Years of research have shown that replacing most coal facilities in the United States with a mix of new clean energy technologies can save billions of dollars while reducing air pollution and fighting climate change.
The shift from coal to renewable energy is not just financially advantageous thanks to Inflation Reduction Act tax credits and government funding, but it can also be done by building clean energy close to coal-fired power plants that are retiring.
According to a study issued this week by the energy and climate policy think tank Energy Innovation, it is now so expensive to maintain 99 percent of the coal-fired power facilities in the United States running that it would be cheaper to replace them with new wind and solar operations simply.
“It is clear switching to renewables saves significant money,” Energy Innovation said in a blog post.
For years, the cost difference between coal and renewables has been growing. However, between 2010 and 2019, worldwide solar projects became 89 percent cheaper due to improved technology and policies encouraging their usage.
However, in the United States, Energy Innovation claims that the hundreds of billions of dollars in federal tax credits included in President Joe Biden’s landmark climate spending package, the Inflation Reduction Act, have made the economic argument for replacing coal with clean energy “unequivocal.”

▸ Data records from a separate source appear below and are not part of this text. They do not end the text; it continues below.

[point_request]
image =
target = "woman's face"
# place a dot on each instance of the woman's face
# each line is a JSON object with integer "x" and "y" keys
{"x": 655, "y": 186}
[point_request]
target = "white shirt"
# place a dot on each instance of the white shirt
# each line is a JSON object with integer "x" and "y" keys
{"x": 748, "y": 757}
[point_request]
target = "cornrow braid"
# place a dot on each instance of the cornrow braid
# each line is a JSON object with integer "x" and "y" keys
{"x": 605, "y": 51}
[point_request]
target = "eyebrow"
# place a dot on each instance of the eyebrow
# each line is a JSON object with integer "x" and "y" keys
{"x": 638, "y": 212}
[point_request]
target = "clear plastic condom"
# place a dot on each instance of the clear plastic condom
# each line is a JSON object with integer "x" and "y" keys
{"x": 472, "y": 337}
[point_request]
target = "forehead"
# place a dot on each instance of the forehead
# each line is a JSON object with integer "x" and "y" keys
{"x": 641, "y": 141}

According to Energy Innovation, all except one of the country’s coal-fired power plants are more expensive to operate than to replace with new wind and solar. However, according to the think tank’s analysis, all but five could be replaced with more cost-effective renewable options within a 28-mile radius.

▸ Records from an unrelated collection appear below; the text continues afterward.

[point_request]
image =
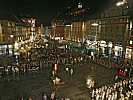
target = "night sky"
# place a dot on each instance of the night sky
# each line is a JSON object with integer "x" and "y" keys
{"x": 45, "y": 10}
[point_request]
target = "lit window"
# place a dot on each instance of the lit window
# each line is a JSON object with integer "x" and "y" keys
{"x": 131, "y": 42}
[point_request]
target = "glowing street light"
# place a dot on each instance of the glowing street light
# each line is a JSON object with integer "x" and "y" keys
{"x": 121, "y": 3}
{"x": 95, "y": 24}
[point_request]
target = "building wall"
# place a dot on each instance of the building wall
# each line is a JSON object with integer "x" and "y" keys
{"x": 7, "y": 29}
{"x": 57, "y": 29}
{"x": 78, "y": 31}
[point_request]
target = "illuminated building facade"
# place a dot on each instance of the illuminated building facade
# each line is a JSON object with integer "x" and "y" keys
{"x": 31, "y": 30}
{"x": 57, "y": 29}
{"x": 115, "y": 27}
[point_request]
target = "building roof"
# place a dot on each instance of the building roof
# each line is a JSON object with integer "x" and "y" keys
{"x": 12, "y": 17}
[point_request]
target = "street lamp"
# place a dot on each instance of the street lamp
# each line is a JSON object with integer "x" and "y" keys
{"x": 95, "y": 24}
{"x": 11, "y": 36}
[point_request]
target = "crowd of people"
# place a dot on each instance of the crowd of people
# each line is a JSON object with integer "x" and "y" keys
{"x": 121, "y": 90}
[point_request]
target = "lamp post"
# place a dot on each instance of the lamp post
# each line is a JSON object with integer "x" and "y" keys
{"x": 11, "y": 36}
{"x": 96, "y": 25}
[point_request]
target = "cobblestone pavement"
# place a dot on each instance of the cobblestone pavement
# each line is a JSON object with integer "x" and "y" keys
{"x": 72, "y": 86}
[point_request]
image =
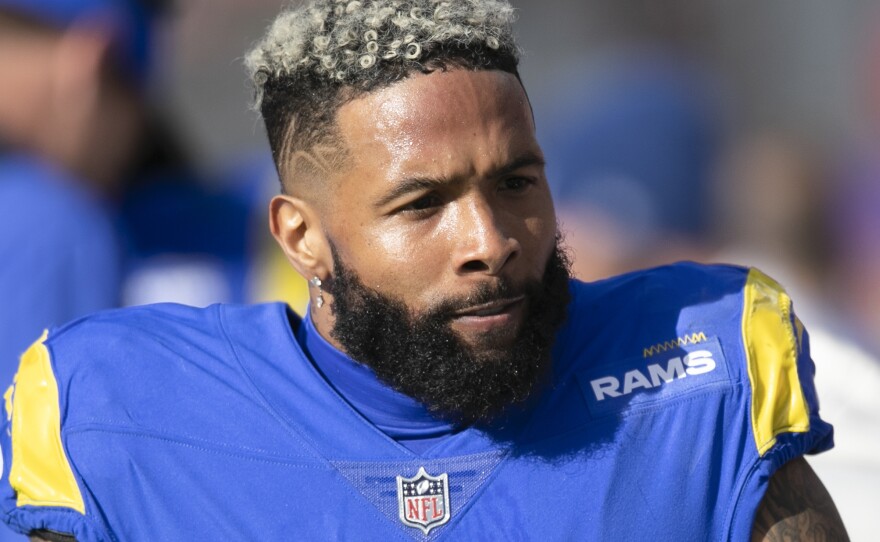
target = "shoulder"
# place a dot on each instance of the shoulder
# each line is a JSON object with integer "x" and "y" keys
{"x": 124, "y": 366}
{"x": 152, "y": 372}
{"x": 674, "y": 285}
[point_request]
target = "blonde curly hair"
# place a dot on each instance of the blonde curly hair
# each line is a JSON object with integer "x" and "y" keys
{"x": 315, "y": 57}
{"x": 349, "y": 40}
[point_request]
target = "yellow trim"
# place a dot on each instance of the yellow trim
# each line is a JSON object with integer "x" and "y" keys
{"x": 778, "y": 404}
{"x": 693, "y": 338}
{"x": 40, "y": 474}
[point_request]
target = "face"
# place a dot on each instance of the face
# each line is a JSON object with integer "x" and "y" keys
{"x": 445, "y": 197}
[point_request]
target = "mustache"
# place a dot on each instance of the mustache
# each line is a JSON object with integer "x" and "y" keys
{"x": 486, "y": 292}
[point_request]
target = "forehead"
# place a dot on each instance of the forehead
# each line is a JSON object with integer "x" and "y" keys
{"x": 443, "y": 123}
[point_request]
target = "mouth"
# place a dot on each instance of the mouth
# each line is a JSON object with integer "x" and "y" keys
{"x": 492, "y": 308}
{"x": 490, "y": 316}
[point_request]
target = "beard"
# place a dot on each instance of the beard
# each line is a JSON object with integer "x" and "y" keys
{"x": 420, "y": 355}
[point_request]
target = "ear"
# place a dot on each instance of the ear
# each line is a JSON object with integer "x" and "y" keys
{"x": 295, "y": 226}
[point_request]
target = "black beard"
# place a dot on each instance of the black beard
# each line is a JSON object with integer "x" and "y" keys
{"x": 421, "y": 356}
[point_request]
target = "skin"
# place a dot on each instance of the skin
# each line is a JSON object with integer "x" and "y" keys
{"x": 481, "y": 211}
{"x": 435, "y": 199}
{"x": 797, "y": 507}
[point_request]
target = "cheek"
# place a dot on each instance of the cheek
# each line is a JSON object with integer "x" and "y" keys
{"x": 398, "y": 261}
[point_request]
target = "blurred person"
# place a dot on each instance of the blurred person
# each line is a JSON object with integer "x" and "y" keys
{"x": 70, "y": 115}
{"x": 70, "y": 118}
{"x": 449, "y": 379}
{"x": 631, "y": 159}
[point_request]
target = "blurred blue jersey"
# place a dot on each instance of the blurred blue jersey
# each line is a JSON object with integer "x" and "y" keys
{"x": 58, "y": 252}
{"x": 676, "y": 393}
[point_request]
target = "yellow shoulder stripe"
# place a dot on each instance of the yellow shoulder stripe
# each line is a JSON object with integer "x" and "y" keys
{"x": 778, "y": 404}
{"x": 40, "y": 473}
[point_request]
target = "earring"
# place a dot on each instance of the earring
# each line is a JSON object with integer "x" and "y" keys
{"x": 316, "y": 282}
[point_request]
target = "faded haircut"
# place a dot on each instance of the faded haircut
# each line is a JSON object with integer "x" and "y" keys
{"x": 316, "y": 57}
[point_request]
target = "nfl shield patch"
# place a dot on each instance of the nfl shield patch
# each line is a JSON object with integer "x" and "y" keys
{"x": 423, "y": 500}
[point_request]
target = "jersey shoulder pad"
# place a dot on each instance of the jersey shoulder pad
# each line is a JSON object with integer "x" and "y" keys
{"x": 780, "y": 370}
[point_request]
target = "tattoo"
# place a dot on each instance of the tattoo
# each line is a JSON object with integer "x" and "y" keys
{"x": 797, "y": 507}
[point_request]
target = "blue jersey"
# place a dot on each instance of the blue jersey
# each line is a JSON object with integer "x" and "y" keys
{"x": 676, "y": 393}
{"x": 58, "y": 252}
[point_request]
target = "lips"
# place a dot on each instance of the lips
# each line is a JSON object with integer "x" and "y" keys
{"x": 492, "y": 308}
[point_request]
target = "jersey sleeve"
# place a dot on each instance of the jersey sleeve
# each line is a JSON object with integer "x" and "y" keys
{"x": 39, "y": 488}
{"x": 783, "y": 404}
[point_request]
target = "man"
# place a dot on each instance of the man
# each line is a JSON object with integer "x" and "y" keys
{"x": 449, "y": 380}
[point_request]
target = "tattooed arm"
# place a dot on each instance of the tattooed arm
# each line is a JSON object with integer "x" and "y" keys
{"x": 797, "y": 507}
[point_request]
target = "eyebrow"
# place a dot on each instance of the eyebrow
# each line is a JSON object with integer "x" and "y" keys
{"x": 415, "y": 184}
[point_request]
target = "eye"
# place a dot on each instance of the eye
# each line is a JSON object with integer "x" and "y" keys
{"x": 423, "y": 204}
{"x": 515, "y": 184}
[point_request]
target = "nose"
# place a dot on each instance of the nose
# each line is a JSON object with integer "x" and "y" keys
{"x": 483, "y": 243}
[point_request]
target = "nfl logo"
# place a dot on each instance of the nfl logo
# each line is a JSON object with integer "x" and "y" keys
{"x": 423, "y": 500}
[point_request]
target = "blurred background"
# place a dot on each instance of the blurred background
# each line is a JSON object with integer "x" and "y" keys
{"x": 744, "y": 132}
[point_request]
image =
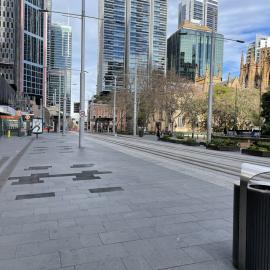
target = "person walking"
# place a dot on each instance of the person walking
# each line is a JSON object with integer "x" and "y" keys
{"x": 158, "y": 134}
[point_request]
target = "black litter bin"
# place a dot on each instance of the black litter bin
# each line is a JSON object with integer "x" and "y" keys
{"x": 236, "y": 207}
{"x": 258, "y": 227}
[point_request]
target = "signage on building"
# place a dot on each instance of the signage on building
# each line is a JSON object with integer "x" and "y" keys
{"x": 82, "y": 113}
{"x": 76, "y": 107}
{"x": 37, "y": 126}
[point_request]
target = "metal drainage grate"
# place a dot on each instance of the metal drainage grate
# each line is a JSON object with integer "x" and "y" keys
{"x": 103, "y": 190}
{"x": 36, "y": 178}
{"x": 38, "y": 168}
{"x": 35, "y": 196}
{"x": 82, "y": 165}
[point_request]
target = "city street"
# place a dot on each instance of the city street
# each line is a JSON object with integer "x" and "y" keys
{"x": 117, "y": 205}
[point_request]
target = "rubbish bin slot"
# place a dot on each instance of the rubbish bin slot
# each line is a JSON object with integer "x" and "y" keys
{"x": 260, "y": 187}
{"x": 248, "y": 172}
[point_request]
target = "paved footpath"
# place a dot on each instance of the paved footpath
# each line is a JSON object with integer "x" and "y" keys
{"x": 100, "y": 209}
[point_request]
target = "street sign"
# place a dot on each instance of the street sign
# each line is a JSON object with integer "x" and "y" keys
{"x": 37, "y": 127}
{"x": 76, "y": 107}
{"x": 27, "y": 117}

The savings from a coal-to-renewable shift would be so significant for the local option that they could finance the installation of 137 gigatons of four-hour battery storage, allowing renewable energy to be deployed even when there is no sun or wind.
These trends are projected to exacerbate the current loss of coal power in the United States, which already generates 52% less electricity than it did in 2010. By 2029, nearly one-fourth of the country’s remaining coal-fired fleet will be retired.
Energy Innovation advises state-level regulators to examine utility investment plans established before the passing of the Inflation Reduction Act because the renewable energy cost projections in previous plans are now out of date.
To promote a just transition for communities and coal employees, the organization also advises state legislatures and energy agencies to emphasize local renewable energy projects that generate jobs and tax money.